I am thinking it is an issue with "canvas" not seeing the fonts. If the fonts are embedded in the PDF, it probably needs to be loaded into canvas.
I was getting the same issue. I changed line 100 in pdf-img-convert.js to set disableFontFace argument to true and I get a much better result when rendering text.
var loadingTask = pdfjs.getDocument({data: pdfData, disableFontFace:true});
Might be worth while breaking this argument out into the config option.
Reading a bit more it looks like the whole parameter can be removed as pdfjs should handle it automatically now in nodejs. mozilla/pdf.js#9778
var loadingTask = pdfjs.getDocument({data: pdfData});
That seems to work for me however I have not done extensive testing.
Once the project is updated, I can run a few tests and if that works push it out to a large audience doing conversions to see if it has an issue in real life.
Thanks for the help - I'll try a combination of removing the disableFontFace
arg and maybe trying a different version of node-canvas
which copes with fonts better.
So I've done some research and some playing around on this - I've found that, indeed, it recognises more characters with disableFontFace
removed.
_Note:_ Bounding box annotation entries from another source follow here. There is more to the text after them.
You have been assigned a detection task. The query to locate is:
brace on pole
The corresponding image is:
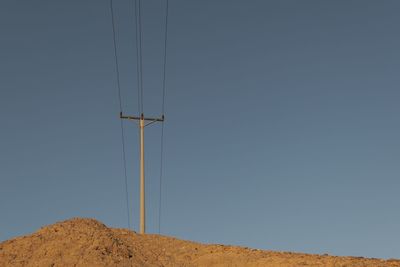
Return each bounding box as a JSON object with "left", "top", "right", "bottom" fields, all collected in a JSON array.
[{"left": 119, "top": 112, "right": 164, "bottom": 234}]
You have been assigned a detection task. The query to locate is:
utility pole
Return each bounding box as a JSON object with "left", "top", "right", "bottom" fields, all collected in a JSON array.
[{"left": 119, "top": 112, "right": 164, "bottom": 234}]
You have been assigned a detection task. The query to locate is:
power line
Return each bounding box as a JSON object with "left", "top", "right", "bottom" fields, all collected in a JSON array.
[
  {"left": 135, "top": 0, "right": 143, "bottom": 113},
  {"left": 158, "top": 0, "right": 169, "bottom": 234},
  {"left": 110, "top": 0, "right": 131, "bottom": 229}
]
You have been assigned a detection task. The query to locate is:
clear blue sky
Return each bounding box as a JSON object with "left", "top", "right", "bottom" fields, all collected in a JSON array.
[{"left": 0, "top": 0, "right": 400, "bottom": 258}]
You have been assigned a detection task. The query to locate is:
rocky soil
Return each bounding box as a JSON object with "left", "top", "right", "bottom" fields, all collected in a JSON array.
[{"left": 0, "top": 218, "right": 400, "bottom": 267}]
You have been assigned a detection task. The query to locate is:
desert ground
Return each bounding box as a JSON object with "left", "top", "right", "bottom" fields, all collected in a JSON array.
[{"left": 0, "top": 218, "right": 400, "bottom": 267}]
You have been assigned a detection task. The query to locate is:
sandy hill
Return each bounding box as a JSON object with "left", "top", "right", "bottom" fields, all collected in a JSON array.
[{"left": 0, "top": 218, "right": 400, "bottom": 267}]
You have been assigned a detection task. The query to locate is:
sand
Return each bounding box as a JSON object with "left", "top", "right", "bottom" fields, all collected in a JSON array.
[{"left": 0, "top": 218, "right": 400, "bottom": 267}]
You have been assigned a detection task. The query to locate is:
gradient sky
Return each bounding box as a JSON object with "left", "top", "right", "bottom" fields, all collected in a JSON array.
[{"left": 0, "top": 0, "right": 400, "bottom": 258}]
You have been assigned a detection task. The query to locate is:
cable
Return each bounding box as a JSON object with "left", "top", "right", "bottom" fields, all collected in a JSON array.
[
  {"left": 135, "top": 0, "right": 142, "bottom": 114},
  {"left": 135, "top": 0, "right": 143, "bottom": 114},
  {"left": 110, "top": 0, "right": 131, "bottom": 229},
  {"left": 158, "top": 0, "right": 169, "bottom": 234}
]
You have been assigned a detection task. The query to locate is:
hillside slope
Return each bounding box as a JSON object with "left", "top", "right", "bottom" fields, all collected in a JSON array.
[{"left": 0, "top": 218, "right": 400, "bottom": 267}]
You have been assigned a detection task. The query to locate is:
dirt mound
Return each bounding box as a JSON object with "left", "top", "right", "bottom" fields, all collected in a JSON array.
[{"left": 0, "top": 218, "right": 400, "bottom": 267}]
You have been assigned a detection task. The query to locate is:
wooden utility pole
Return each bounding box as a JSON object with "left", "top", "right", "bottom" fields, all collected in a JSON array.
[{"left": 119, "top": 112, "right": 164, "bottom": 234}]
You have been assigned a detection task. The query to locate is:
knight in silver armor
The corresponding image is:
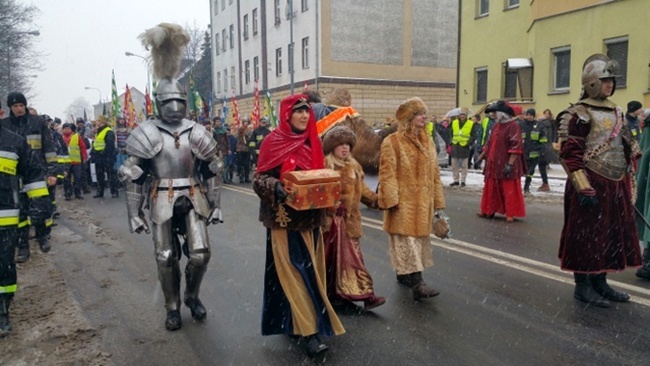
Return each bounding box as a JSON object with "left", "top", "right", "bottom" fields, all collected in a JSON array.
[
  {"left": 118, "top": 23, "right": 223, "bottom": 330},
  {"left": 558, "top": 54, "right": 641, "bottom": 307}
]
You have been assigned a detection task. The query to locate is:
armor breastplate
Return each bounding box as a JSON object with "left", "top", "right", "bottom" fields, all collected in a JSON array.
[
  {"left": 585, "top": 109, "right": 627, "bottom": 180},
  {"left": 152, "top": 129, "right": 196, "bottom": 179},
  {"left": 150, "top": 120, "right": 210, "bottom": 224}
]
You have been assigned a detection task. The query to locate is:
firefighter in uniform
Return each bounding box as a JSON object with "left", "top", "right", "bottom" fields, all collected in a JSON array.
[
  {"left": 0, "top": 116, "right": 51, "bottom": 338},
  {"left": 0, "top": 92, "right": 57, "bottom": 263},
  {"left": 90, "top": 115, "right": 119, "bottom": 198},
  {"left": 119, "top": 23, "right": 223, "bottom": 331}
]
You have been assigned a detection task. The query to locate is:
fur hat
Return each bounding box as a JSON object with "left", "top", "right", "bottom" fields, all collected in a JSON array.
[
  {"left": 627, "top": 100, "right": 643, "bottom": 114},
  {"left": 7, "top": 92, "right": 27, "bottom": 108},
  {"left": 325, "top": 88, "right": 352, "bottom": 107},
  {"left": 323, "top": 126, "right": 357, "bottom": 155},
  {"left": 395, "top": 97, "right": 427, "bottom": 122}
]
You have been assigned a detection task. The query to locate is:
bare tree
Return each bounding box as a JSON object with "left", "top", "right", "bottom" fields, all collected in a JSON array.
[
  {"left": 185, "top": 20, "right": 205, "bottom": 68},
  {"left": 0, "top": 0, "right": 43, "bottom": 103}
]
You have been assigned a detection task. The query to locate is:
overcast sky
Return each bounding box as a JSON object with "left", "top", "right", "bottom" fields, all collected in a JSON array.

However pdf.js pre-processing struggles with fonts in certain circumstances resulting in the characters not being rendered at all (talked about extensively in this issue) - so it seems like I can't make conversion completely airtight without them fixing this.
I'll remove disableFontFace: false
from the code and I'll probably set it as an optional parameter on conversion.
I've released the proposed fix as a beta version so if you'd like to test it use:
npm install pdf-img-convert@1.0.4-beta.0
As amazing as this project is, unless fonts are reliable, it cannot be used in production. How about looking at PDF Lib instead?
I investigated using PDF-Lib before pdf.js - unfortunately it has even more limited rendering capabilities. I'll investigate making a pdf.js fork for this use-case because what I ideally need is font rendering which falls back on system fonts when they're not embedded properly in the PDF but it'll probably take quite a while.
I installed the pdf-img-convert@1.0.4-beta.0 version and it worked for me! Thanks!
Thanks, pdf-img-convert@1.0.4-beta.0
works for me as well! Will the fix be included in a stable release?